I disagree with you when you say that no maintainer is bound by those
constraints.  Many of us have, in the past, and some presumably still
do defer to the FSF's decisions about coding priorities, design
decisions, and engineering process while wearing the maintainer hat.
In some cases that's just voluntary cooperation; in other cases it's
an aspect of employment at the FSF.  Even when the FSF makes no
explicit direction, many of us have tried to make our own decisions
giving highest priority to the FSF's goals.

The situation with the SC is both similar and different from historic
maintainerships.  One the one hand, in theory, if the FSF demanded
some direction and the SC refused, they could lose their status as
"official maintainer".  Unlike most historic maintainers though, the
SC and the companies who have employees that are part of the SC have a
lot of power (by virtue of doing a lot of GCC-related work): it isn't
at all obvious that there is any other practical way to choose a GCC
maintainer than to find a person or organization that all those
parties can agree to.

So in effect, GCC is now a commons maintained by a political process
in which individual user's of GCC and companies not listed in the SC
affiliations have no representation.  Moreover, the SC is relatively
toothless: it's effectively permitted the smallest workable amount of
sovereignty by the companies who are the largest GCC contributors.

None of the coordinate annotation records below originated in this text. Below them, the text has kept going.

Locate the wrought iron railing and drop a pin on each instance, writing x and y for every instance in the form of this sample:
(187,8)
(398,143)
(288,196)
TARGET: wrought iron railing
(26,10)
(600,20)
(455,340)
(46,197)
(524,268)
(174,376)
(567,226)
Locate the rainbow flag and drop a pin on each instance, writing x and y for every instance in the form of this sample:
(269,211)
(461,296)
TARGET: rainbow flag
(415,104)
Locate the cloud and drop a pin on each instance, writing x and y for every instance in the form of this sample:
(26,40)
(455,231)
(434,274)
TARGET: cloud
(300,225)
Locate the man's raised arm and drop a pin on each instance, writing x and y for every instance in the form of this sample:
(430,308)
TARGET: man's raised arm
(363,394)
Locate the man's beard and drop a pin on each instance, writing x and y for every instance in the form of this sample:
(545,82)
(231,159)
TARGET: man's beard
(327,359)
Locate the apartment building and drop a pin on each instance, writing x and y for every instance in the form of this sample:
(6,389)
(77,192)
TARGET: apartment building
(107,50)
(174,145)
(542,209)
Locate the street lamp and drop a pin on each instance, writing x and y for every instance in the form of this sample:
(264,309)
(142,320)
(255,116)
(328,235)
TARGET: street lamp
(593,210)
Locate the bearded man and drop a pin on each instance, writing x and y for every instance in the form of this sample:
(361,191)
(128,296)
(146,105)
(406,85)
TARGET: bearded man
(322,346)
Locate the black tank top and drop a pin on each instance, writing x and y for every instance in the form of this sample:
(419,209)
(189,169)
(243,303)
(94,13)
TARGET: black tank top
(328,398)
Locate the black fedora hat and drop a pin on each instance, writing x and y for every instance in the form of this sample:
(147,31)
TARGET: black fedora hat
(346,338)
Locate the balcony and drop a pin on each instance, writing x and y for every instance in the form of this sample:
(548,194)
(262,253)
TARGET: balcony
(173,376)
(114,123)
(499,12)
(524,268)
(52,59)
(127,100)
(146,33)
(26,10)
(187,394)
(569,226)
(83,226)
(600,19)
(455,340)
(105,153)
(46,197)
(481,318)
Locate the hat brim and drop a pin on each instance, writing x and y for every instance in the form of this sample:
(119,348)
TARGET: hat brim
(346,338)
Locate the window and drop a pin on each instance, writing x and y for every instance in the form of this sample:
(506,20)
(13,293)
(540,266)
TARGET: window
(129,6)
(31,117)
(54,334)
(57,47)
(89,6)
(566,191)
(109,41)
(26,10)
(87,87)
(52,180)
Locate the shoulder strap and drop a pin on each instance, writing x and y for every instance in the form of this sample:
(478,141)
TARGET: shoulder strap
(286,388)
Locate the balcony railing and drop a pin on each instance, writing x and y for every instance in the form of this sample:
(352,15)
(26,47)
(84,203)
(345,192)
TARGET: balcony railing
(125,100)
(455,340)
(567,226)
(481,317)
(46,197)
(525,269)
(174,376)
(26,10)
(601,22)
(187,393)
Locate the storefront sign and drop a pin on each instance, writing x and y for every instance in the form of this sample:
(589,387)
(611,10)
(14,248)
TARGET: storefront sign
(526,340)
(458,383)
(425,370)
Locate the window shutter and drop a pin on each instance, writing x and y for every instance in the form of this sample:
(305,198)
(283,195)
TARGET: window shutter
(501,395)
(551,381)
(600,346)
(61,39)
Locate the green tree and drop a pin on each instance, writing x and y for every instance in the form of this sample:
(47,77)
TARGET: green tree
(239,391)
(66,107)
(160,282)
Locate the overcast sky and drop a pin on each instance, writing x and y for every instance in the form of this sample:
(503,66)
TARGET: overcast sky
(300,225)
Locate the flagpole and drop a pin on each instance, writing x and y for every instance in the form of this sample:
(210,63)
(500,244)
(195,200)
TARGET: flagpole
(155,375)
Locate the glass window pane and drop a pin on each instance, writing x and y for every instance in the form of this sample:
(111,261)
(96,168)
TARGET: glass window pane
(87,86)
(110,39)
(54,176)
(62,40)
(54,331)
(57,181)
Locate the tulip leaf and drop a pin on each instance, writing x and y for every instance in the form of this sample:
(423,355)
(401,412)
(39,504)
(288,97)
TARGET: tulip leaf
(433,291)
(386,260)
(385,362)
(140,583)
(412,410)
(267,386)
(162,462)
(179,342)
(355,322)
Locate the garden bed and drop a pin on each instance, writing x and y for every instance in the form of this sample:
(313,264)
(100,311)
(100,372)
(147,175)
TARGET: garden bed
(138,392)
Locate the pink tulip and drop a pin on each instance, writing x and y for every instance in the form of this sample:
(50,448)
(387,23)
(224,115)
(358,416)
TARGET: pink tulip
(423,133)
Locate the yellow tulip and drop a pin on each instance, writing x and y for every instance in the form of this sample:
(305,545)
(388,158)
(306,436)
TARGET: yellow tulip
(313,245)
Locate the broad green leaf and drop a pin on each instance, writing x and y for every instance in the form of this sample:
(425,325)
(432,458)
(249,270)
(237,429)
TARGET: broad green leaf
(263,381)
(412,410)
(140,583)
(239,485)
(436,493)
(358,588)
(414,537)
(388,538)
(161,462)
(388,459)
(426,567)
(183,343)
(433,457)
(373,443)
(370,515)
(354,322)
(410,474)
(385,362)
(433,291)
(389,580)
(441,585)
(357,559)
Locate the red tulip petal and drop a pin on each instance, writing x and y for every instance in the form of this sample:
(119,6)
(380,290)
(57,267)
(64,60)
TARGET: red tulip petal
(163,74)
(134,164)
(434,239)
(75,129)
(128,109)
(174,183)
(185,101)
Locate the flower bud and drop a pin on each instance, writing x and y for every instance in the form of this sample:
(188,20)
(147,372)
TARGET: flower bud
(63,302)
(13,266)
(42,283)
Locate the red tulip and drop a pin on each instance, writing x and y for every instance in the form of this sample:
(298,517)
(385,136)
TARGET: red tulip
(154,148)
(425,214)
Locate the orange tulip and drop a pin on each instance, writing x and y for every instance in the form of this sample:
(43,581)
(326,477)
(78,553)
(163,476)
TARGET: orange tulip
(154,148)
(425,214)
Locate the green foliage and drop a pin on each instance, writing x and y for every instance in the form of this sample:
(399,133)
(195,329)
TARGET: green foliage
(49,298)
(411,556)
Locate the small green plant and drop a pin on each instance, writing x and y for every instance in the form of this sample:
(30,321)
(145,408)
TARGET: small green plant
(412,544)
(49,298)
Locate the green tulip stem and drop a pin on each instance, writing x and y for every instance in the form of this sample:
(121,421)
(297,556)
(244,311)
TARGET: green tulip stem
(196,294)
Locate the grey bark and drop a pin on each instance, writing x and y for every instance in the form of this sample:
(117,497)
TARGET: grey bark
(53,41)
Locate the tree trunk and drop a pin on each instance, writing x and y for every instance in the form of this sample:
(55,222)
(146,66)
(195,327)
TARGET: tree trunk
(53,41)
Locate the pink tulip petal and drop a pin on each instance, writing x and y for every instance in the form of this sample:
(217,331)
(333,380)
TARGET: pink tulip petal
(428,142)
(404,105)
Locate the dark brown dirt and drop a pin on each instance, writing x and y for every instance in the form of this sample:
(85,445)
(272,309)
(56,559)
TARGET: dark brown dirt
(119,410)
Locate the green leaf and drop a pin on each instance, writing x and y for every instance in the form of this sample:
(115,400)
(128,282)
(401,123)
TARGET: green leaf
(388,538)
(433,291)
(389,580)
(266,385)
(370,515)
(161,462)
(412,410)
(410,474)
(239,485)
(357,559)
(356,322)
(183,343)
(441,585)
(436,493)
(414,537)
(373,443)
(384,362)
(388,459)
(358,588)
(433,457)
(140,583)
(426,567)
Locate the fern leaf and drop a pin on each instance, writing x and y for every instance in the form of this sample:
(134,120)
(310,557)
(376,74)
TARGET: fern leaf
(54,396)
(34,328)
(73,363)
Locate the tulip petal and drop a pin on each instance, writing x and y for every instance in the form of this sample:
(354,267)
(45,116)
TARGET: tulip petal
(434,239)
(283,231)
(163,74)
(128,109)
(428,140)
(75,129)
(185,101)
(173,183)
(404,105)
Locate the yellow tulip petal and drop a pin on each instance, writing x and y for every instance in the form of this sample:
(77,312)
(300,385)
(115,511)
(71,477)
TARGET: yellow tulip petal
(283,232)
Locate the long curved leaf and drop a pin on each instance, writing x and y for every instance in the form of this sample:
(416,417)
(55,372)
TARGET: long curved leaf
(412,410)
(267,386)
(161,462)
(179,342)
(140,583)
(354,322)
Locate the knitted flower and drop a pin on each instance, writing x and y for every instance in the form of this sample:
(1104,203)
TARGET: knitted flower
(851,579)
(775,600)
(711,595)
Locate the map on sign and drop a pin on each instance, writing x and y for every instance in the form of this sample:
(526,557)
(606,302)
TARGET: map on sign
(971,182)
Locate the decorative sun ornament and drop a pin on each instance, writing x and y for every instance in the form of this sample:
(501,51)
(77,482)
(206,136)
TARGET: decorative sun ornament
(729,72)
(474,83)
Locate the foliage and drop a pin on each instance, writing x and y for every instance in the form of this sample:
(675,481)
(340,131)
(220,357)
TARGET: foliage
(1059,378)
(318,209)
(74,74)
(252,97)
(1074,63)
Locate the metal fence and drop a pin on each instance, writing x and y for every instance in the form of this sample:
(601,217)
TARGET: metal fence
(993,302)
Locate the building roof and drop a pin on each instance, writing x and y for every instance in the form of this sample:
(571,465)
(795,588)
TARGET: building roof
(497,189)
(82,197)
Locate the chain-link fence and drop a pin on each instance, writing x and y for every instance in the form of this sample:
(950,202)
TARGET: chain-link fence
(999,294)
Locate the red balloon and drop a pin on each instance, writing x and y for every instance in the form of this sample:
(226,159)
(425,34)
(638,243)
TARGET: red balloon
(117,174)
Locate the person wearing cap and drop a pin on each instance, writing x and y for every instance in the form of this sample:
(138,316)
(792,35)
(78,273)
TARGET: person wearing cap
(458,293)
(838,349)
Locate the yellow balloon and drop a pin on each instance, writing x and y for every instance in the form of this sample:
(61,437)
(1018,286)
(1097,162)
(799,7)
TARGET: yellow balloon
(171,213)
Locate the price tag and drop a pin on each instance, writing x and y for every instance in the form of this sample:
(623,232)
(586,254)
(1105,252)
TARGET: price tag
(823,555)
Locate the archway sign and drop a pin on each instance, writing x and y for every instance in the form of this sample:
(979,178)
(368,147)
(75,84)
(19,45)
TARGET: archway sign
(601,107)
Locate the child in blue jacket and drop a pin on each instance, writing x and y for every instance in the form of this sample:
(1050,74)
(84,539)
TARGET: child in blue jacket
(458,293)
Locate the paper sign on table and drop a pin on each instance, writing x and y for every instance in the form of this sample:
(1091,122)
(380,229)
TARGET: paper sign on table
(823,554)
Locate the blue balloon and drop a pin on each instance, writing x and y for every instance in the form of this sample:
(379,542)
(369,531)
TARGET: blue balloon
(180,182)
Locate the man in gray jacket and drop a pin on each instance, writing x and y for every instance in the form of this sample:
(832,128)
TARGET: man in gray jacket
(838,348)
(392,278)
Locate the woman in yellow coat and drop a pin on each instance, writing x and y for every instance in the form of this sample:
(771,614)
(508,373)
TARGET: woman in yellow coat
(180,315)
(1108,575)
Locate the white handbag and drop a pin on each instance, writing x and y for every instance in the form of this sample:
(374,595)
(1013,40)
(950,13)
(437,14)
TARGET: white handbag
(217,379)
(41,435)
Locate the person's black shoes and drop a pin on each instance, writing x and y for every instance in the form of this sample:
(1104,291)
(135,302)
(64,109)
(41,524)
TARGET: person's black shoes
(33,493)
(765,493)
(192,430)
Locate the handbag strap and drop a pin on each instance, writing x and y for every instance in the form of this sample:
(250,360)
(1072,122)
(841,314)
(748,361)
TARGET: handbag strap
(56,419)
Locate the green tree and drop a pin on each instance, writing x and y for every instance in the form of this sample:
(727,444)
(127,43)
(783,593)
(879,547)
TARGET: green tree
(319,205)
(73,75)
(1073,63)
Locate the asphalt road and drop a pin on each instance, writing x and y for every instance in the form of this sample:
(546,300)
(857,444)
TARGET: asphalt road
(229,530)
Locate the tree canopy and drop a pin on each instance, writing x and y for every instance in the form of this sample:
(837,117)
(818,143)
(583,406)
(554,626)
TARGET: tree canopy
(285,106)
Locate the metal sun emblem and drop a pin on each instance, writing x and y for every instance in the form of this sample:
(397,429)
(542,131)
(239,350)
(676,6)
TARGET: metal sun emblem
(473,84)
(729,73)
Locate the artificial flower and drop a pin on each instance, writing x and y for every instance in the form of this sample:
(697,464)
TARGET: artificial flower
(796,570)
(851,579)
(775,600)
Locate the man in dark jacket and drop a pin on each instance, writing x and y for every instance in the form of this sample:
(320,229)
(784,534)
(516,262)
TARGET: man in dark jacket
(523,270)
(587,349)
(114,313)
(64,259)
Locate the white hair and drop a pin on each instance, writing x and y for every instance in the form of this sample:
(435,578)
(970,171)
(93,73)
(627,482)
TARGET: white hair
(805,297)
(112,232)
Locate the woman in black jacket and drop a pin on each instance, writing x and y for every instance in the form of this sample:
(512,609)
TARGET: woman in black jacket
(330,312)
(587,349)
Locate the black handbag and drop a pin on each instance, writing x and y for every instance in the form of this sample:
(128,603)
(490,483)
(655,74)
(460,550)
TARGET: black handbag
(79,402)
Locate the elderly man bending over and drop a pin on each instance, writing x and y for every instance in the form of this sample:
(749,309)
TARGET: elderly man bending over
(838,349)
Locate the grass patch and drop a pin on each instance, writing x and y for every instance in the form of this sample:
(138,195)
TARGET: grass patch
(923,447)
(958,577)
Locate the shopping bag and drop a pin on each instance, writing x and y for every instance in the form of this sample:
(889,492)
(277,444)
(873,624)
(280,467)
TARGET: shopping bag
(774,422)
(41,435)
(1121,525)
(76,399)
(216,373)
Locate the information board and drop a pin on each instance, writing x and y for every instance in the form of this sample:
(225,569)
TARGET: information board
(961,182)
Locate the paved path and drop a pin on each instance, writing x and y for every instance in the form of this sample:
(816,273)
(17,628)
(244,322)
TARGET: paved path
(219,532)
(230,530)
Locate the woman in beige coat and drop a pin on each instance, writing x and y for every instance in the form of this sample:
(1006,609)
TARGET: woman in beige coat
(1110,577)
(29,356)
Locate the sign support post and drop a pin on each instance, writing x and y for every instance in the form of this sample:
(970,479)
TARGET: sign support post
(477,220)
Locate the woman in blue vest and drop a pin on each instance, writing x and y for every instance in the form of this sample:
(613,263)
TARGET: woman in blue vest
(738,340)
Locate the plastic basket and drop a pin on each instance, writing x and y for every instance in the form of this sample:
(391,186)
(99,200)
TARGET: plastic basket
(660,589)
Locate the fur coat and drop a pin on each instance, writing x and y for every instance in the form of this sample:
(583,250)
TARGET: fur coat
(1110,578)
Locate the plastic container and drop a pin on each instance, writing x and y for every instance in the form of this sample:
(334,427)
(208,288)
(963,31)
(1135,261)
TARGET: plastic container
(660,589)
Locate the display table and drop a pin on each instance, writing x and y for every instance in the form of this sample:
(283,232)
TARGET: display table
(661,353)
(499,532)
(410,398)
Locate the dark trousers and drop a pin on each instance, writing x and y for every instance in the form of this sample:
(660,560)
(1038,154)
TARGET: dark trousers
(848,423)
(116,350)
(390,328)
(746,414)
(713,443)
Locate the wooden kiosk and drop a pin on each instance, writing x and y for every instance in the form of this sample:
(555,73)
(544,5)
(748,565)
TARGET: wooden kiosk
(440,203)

Making the SC a more open, accountable, and representative
"government" and granting it greater authority (for example the
authority to define the conditions for corporate citizenship in the
GCC world) go hand in hand.  Why would the currently powerful
companies want to do that?  Altruism?  Just the opposite: to avoid
having to rely on corporate altruism.  Greater SC authority and a more
legitimate political structure would in turn give these companies a
business justification for collectively implementing a better
administration of the commons upon which they depend.  Not altruism,
but improved self-regulation.



   The overriding concern is the interest of the GNU project and the
   free software community, not whatever "the public" might mean.

The GNU project is itself aimed to promote an interest of the general
public.  By transitivity, since GCC is for GNU, GCC is aimed at that
same interest.


   I'm also not sure what "neutral" means here.  Neutral with repect to what
   issue?  The whole point of the SC is that the members are *not* "neutral",
   but each represent a different component of the GCC user community.


Neutral with respect to balancing the long term health and progress of
GCC against the immediate demands on the project made by the largest
contributors, most of whom are businesses, often doing work with a
fairly narrow and short term purpose.

Please don't get me wrong: I do not think that any of these companies
have the goal of sabotaging GCC -- not by a long shot.  Most or all of
them contribute improvements to GCC that no customer has directly paid
for, as far as I know.  But they also don't have a strong business
case for formalizing those contributions, paying for the labor to plan
and coordinate them, etc.  An improved SC structure can give them that
business justification.  (One could argue that the GCC project is
under-resourced: a better SC structure can help to fix that.)